When a reader sits down with a story, there is already a suspension of disbelief that needs to happen for them to accept the fictional backdrop you create for it. From the start, you're asking them to believe in whatever truths you establish in your plot and the dynamics of your plot's world, however out-of-the-ordinary they may be. And they want to believe it because it'll give them an experience to enjoy. That's why they and we read any fiction at all. But you need to help them along. And the best way to do that is to populate that plot and that world with the most realistic characters you can manage.

So what's the problem with writing characters as just Characters, just people who exist in your fiction? Simple: when they're just "Characters", the only things that are really set up about them are things the author feels are immediately relevant to the plot and the other supporting characters. This means that they get a grab bag of quickly identifiable traits that the reader can remember them for and that the plot can pull from (for example, a Young Adult novel hero who is simply established as tall, handsome, brave, pining after whatever generic love interest is nearby and coherent enough to reciprocate something, and capable of surviving ridiculously dangerous things... the end). It's not to say that Characters won't get the job done - they serve their purpose of serving the reader their story, using that Trait Grab Bag to nudge the plot along from one point of conflict to the next, and on to the eventual resolution that their traits dictate they can accomplish.

But that's all they'll do... serve a purpose as a cog within a bigger picture.
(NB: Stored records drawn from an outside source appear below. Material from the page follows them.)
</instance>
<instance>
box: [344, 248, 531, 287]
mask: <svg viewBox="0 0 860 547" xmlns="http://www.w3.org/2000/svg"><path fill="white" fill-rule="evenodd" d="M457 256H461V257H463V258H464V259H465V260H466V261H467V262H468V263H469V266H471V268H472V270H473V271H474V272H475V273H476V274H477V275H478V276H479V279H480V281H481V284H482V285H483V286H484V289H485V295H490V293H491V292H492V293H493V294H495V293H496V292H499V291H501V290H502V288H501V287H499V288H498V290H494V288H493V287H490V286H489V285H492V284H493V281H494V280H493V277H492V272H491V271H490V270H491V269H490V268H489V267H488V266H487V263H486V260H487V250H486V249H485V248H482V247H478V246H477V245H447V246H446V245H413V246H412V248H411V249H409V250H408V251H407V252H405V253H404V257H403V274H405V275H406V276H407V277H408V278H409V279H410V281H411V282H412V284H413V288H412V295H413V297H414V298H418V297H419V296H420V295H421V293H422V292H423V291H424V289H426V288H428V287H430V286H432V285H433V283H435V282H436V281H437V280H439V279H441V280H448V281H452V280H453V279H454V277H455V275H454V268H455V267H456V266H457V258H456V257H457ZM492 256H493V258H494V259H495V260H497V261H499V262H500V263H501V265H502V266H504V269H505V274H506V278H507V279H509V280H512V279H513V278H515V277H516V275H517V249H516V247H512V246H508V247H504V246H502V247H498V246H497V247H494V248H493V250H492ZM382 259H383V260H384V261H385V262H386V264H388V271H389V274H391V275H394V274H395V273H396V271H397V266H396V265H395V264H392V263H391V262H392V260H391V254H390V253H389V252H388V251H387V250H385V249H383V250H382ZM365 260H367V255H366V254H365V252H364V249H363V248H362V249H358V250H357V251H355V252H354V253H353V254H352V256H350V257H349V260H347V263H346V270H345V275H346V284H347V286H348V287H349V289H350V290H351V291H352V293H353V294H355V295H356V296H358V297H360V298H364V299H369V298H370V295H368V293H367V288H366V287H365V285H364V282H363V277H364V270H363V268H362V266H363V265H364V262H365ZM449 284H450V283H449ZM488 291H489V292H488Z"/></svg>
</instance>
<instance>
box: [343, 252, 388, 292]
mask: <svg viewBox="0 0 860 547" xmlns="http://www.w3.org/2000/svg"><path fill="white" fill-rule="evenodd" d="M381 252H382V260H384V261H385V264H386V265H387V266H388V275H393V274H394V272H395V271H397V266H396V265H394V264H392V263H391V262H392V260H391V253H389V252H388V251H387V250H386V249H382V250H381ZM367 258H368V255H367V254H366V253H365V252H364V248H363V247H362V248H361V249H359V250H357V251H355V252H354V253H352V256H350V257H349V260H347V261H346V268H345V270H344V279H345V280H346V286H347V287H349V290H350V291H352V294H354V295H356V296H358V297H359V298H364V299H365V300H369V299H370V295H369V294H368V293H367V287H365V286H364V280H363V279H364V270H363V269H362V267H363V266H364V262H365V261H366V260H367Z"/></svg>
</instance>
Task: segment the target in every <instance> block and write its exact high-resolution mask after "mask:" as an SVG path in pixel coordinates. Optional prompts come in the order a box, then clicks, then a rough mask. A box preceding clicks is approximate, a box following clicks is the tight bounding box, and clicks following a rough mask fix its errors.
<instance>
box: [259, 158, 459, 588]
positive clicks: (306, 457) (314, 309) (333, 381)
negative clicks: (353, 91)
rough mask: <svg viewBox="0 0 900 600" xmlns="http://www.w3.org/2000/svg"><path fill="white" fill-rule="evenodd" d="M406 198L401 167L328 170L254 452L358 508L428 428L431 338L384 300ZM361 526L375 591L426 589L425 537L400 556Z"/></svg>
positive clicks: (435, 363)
They won't engage the reader like they could be engaged, won't suck the reader into their lives and get that pull of empathy or hate or hope for their journey or whatever you want them to get. They won't make the reader truly care about what happens to them and their world, at least not as much as they could. Characters that are just Characters leave the reader on the outside of a story, looking in. They put up walls. They make suspension of disbelief harder, and work against your passion for the story you're telling.

So what do you write instead? Well, you scrap those Characters, and you write PEOPLE.
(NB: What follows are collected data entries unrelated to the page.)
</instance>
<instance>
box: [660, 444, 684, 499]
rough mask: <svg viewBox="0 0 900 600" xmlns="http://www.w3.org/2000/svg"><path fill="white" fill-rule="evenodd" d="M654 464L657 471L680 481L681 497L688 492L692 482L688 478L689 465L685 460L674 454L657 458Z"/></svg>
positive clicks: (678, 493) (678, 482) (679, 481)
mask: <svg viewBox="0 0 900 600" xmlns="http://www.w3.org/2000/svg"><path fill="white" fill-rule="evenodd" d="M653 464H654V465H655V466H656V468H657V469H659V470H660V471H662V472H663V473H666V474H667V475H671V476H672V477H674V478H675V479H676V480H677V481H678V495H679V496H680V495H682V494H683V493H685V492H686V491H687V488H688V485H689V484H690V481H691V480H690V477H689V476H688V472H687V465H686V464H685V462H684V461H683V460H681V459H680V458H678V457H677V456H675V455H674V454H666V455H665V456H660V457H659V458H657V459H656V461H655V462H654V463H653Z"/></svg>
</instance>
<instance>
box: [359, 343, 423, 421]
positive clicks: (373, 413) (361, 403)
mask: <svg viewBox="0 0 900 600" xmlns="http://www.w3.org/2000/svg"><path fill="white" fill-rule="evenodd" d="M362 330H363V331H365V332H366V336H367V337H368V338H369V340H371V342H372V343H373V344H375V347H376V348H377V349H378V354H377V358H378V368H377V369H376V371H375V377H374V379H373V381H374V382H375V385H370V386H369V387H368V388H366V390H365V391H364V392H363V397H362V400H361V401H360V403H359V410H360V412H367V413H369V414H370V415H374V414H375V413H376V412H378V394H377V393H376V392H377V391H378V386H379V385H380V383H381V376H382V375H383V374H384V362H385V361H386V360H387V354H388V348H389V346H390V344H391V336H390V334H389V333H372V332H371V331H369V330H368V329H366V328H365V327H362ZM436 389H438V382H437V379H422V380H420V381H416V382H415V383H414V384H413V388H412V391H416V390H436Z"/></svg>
Take any character you're trying to write, and don't think of them in terms of how they'll serve your story. Give them a name, and go all Dr. Frankenstein on them, and give them life. Make the inanimate, the fictional real by giving them not just the Trait Grab Bag, but all the parts that make a person an actual person, and make those parts a functioning whole.

Start here: What's the context for the world that your plot and characters exist in? Is it in the past? Is it futuristic? Post-apocalyptic? 

Next step from there: Whatever it is, what kind of people can exist within it? What are the different classes of people? Are they separated by income? Nobility of birth? The city they live in? What differentiates groups of people from each other?

And next after that: What class of person is your character supposed to be? Once you've got that figured out, you can set up the Grab Bag of traits that go with that particular class as a foundation of characteristics (for example, if they're of a poorer class, then they know what it is to be hungry, to struggle - so they're tougher in order to survive, and maybe a bit bitter against those of higher class or against the system that keeps them poor). And after you've got that Grab Bag out of the way, make that character a person with traits unique to only them - traits shaped by their family lives within their class of people, the friends they have or haven't had, the mistakes they've made in the past, the hopes they have for the future. Take example from your own personality if you'd like: whatever you can think of that makes you, well, you, use all those different types of elements to fill in the blanks and make your character a living, breathing person.

After that, you use whatever you can of what you've worked out within the story itself, and whatever you don't use still serves as an influence for how these characters act within the story, interact with each other, and influence the overall story itself. If every character you create is written as a Person, not a Character, then what you have for your plot is a living population that will make your reader give a crap as to whether or not things turn out for them, and where they end up by the time it's over. Nothing generic or forgettable. Something unique, fresh, engaging. Everything the Doctor ordered for "Hell yes!" fiction.

Image courtesy of MisterGC/FreeDigitalPhotos.net

So do your story and reader a favour, and go be Dr. Frankenstein - give your creations life!